Nasolabial appearance after two palatoplasty types in cleft lip and palate.Orthod Craniofac Res. 2014 May; 17(2):124-31.OC
Facial appearance is important for normal psychosocial development in children with cleft lip and palate (CLP). There is conflicting evidence on how deficient maxillary growth may affect nasolabial esthetics.
We retrospectively investigated nasolabial appearance in two groups, the Langenback (35 children; mean age 11.1 years; range: 7.9-13.6) and Vomerplasty (58 children; mean age 10.8 years; range: 7.8-14), who received unilateral CLP surgery by the same surgeon. The hard palate repair technique differed between the two groups. In the Langenback group, palatal bone on the non-cleft side only was left denuded, inducing scar formation and inhibiting maxillary growth. In the Vomerplasty group, a vomerplasty with tight closure of the soft tissues on the palate was applied.

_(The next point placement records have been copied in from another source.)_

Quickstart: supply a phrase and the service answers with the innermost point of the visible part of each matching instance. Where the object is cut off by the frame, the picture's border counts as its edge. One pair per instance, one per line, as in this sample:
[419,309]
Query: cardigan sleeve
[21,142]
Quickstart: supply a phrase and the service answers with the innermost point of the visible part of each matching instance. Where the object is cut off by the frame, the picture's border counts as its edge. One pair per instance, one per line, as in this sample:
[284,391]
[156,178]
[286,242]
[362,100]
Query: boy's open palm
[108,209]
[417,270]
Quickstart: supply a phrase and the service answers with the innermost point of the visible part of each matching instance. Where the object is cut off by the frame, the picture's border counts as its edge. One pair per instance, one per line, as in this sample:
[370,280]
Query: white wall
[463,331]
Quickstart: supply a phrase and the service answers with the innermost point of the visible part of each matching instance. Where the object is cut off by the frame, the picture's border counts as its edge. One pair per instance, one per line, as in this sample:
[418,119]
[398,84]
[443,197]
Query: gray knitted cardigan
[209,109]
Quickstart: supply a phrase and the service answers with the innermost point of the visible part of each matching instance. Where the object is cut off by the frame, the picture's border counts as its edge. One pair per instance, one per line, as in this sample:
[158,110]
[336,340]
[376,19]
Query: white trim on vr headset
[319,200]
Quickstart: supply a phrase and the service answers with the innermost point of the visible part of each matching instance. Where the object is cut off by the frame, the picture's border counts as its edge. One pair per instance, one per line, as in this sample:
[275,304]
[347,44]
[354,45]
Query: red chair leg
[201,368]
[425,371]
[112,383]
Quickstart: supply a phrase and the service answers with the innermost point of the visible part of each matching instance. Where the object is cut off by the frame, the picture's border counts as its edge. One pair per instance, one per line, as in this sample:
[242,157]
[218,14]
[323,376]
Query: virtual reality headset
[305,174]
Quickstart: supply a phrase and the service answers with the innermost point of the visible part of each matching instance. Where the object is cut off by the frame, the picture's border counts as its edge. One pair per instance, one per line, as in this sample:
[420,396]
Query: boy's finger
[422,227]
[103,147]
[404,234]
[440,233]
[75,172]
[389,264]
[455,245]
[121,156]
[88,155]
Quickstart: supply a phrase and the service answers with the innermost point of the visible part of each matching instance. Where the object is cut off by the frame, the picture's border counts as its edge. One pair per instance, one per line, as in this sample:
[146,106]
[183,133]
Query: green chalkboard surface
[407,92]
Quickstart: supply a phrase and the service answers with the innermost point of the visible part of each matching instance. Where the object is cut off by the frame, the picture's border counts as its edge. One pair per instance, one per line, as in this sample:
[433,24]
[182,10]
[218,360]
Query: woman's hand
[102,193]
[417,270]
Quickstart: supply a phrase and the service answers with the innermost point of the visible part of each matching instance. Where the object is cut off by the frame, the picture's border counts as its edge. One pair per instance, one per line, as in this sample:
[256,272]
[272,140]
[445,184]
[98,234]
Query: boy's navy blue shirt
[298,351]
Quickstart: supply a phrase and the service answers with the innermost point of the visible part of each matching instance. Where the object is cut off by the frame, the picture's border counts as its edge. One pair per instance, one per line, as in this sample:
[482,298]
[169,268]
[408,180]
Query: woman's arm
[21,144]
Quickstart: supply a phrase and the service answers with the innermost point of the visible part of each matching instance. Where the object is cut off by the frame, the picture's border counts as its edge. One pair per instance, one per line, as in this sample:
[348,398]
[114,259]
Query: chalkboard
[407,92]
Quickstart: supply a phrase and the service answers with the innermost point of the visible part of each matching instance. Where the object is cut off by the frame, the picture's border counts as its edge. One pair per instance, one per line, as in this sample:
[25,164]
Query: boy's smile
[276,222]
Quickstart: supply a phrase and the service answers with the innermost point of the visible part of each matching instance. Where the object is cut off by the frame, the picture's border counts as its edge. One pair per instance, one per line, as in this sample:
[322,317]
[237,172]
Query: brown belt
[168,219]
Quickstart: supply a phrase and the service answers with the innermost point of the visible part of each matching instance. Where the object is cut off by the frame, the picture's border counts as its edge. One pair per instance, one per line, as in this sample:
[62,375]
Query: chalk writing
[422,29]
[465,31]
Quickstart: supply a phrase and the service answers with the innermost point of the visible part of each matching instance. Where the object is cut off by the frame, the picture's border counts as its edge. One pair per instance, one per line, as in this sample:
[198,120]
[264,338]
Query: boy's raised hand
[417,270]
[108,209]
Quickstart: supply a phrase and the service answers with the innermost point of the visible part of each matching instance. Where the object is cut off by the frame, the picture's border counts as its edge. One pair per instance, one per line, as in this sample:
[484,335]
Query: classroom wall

Thirteen lay judges rated nasolabial esthetics on photographs using a modified Asher-McDade's index.
Nasolabial esthetics in both groups was comparable (p > 0.1 for each nasolabial component). Inferior view was judged as the least esthetic component and demonstrated mean scores 3.18 (SD = 0.63) and 3.13 (SD = 0.47) in the Langenback and Vomerplasty groups, respectively. Mean scores for other components were from 2.52 (SD = 0.63) to 2.81 (SD = 0.62). Regression analysis showed that vomerplasty is related with slight improvement in the nasal profile only (coefficient B = -0.287; p = 0.043; R(2) = 0.096).
This study demonstrates that the use of vomerplasty instead of the Langenbeck technique is weakly associated with the nasolabial appearance among pre-adolescent patients with UCLP.